Italian film director.

Son of the poet and film critic Attilio Bertolucci, Bernardo was born in Parma. As a child he wrote poetry and his first volume of verse, In Search of Mystery, won a national prize while he was still a student at Rome University. He left his studies to work as assistant director on Pasolini's Accattone! (1961) and the following year made his debut as a director with La commare secca (1962). Critical acclaim, however, came with his next film, Prima della rivoluzione (1964; Before the Revolution), which won the Max Ophüls Prize. La strategia del ragno (1970; The Spider's Strategy) and Il conformista (1970; The Conformist) are among the notable films that followed. Bertolucci's radical political viewpoint and remarkable use of setting and camera built up his reputation for producing stringently emotional work. The controversial and sexually explicit Last Tango in Paris (1972), featuring Marlon Brando, which was something of a departure from his earlier work, became a huge box-office success.
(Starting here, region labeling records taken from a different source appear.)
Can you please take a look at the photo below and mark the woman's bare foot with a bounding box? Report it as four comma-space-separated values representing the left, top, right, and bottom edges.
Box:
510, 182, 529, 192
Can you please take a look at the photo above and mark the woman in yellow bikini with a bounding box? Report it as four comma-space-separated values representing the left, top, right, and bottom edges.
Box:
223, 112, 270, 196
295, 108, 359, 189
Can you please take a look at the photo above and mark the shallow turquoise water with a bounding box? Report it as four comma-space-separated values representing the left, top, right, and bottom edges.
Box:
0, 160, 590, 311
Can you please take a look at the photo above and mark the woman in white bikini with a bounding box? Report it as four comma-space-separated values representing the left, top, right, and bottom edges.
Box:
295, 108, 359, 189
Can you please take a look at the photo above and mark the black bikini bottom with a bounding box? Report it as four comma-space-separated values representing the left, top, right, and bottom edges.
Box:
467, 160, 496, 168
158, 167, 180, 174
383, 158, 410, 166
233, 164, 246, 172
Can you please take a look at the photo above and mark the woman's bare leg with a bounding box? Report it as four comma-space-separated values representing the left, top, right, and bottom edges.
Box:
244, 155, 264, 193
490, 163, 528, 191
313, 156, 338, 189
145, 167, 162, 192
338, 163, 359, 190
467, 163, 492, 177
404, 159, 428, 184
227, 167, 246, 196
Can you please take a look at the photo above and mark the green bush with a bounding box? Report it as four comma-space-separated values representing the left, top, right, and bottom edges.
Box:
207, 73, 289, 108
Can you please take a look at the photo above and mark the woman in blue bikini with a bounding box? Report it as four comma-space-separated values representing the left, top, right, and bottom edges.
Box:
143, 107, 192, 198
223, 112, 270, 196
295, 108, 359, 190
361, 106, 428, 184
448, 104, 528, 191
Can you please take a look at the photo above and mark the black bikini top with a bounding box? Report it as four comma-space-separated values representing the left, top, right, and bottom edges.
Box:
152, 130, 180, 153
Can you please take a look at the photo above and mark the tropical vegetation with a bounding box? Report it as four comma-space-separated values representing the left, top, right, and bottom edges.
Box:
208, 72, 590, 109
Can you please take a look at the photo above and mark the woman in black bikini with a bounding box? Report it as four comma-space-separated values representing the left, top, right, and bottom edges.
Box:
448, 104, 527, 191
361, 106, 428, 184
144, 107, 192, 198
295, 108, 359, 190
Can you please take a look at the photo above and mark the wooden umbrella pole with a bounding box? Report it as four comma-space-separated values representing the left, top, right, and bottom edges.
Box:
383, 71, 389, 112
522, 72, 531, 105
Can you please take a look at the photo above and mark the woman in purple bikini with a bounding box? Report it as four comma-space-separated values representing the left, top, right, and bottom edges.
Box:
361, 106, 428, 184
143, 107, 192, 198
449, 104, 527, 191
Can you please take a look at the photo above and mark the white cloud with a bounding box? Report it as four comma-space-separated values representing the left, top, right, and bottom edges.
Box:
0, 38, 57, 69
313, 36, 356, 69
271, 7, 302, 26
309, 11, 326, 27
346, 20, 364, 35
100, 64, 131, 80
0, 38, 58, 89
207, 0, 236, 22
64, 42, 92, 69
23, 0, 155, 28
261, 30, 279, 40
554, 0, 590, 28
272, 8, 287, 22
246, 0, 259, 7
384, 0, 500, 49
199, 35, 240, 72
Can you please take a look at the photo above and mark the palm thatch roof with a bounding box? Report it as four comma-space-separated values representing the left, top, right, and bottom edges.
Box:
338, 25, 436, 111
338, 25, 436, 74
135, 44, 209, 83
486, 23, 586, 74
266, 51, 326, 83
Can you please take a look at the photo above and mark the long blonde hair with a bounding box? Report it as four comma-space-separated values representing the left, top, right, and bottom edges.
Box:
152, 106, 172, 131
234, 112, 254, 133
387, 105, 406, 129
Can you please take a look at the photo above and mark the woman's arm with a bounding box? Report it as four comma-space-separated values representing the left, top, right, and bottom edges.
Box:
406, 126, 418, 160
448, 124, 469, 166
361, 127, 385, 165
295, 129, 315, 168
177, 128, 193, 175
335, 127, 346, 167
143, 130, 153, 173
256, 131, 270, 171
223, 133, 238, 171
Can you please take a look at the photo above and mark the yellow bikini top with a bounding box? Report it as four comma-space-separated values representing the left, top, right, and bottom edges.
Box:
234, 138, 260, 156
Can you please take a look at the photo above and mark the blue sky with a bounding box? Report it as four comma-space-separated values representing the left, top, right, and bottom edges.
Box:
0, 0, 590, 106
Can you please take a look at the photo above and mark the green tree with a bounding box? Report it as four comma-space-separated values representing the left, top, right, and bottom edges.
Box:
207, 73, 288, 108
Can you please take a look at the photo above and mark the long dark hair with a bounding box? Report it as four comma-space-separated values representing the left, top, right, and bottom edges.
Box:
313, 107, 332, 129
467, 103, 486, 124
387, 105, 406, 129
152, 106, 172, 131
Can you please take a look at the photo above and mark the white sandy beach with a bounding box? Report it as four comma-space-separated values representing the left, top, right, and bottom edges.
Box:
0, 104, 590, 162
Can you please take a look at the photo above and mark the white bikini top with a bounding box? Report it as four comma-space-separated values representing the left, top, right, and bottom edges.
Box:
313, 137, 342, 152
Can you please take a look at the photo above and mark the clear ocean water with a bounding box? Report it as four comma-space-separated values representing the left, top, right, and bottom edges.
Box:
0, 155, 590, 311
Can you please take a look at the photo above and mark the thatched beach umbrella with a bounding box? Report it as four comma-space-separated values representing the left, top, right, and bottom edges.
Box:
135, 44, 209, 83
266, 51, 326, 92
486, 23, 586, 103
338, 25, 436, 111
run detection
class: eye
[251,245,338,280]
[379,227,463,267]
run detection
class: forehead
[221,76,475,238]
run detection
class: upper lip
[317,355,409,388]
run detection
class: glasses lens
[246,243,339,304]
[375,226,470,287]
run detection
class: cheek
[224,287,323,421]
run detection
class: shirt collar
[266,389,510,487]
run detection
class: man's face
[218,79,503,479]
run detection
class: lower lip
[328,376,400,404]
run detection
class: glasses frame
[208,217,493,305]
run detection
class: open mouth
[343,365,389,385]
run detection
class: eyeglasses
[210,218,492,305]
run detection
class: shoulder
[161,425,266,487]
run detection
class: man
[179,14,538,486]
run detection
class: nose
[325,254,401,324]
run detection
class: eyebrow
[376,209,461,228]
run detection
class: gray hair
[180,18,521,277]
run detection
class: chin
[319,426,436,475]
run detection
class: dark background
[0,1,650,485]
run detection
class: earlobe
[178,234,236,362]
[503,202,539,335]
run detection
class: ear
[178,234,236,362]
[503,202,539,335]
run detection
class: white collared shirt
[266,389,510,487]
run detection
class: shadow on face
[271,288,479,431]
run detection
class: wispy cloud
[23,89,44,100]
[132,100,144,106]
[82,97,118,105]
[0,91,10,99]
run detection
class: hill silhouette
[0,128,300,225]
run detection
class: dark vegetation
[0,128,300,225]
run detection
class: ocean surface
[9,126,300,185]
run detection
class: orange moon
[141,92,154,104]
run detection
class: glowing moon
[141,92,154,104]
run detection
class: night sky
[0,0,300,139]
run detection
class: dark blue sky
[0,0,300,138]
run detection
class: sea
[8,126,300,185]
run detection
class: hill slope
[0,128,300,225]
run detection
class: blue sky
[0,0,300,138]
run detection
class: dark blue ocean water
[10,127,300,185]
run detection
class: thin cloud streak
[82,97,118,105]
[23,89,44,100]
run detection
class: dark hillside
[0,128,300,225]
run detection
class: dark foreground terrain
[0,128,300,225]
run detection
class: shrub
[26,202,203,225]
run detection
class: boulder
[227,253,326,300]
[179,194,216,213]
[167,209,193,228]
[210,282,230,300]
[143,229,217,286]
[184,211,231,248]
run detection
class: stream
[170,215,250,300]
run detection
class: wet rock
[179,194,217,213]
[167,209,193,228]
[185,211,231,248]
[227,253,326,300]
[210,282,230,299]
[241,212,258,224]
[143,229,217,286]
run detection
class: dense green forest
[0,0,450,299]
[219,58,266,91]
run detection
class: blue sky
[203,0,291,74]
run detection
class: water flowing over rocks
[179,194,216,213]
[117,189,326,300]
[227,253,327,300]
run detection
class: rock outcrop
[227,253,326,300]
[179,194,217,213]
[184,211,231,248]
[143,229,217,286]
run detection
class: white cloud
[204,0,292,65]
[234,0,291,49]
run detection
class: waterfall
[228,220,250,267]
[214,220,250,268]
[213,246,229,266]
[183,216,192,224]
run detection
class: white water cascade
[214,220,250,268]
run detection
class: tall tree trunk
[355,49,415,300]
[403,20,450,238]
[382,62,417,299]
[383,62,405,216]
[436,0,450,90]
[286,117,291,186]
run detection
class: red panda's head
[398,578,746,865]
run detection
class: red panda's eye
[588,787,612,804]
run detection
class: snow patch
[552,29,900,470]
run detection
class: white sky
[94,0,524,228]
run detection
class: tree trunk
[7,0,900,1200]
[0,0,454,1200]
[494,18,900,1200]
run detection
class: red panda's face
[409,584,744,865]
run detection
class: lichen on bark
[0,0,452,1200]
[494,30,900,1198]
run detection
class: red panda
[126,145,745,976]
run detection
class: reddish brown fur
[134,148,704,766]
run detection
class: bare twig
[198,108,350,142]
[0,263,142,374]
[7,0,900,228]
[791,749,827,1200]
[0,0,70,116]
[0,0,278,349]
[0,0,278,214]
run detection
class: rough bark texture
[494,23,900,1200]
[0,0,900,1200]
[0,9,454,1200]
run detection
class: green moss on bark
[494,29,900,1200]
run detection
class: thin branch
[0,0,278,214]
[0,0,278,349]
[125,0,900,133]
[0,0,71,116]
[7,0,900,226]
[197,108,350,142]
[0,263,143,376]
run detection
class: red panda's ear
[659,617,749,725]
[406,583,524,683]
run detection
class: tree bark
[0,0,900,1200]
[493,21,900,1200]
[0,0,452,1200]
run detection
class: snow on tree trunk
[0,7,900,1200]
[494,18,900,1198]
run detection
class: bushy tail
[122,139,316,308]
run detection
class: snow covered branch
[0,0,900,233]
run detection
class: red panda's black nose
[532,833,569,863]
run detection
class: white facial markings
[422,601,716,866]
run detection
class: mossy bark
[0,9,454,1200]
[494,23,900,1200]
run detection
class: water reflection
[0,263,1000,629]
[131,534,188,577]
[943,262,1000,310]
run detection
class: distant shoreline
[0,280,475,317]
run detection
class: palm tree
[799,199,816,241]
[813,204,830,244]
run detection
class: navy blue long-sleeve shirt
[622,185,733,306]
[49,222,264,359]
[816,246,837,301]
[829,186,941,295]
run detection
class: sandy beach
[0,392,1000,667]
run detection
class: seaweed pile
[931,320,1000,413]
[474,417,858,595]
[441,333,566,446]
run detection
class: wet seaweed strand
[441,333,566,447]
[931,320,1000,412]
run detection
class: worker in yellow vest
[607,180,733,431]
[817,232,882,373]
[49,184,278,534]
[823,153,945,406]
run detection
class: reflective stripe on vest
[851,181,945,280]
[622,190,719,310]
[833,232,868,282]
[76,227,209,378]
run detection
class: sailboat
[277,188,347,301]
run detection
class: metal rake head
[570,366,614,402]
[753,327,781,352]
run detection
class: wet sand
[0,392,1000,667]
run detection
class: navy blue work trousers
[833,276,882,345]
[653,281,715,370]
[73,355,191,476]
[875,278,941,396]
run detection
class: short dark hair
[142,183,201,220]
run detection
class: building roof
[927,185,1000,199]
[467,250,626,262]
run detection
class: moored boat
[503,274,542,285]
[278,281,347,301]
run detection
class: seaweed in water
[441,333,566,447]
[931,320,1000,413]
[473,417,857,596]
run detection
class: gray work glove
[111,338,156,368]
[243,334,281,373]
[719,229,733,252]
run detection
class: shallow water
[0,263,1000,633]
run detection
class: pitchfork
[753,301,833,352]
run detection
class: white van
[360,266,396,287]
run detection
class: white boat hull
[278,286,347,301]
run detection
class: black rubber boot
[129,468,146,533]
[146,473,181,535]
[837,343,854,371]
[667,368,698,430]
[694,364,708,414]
His other films of the 1970s and 1980s include the epic Novecento (1976; 1900), which originally lasted for over five hours, La luna (1979), and Tragedy of a Ridiculous Man (1982). He enjoyed his greatest commercial success to date in 1988 with The Last Emperor, about the fall of the imperial dynasty in China, which won nine Oscars. His films since then include The Sheltering Sky (1990), Little Buddha (1994), and Stealing Beauty (1996).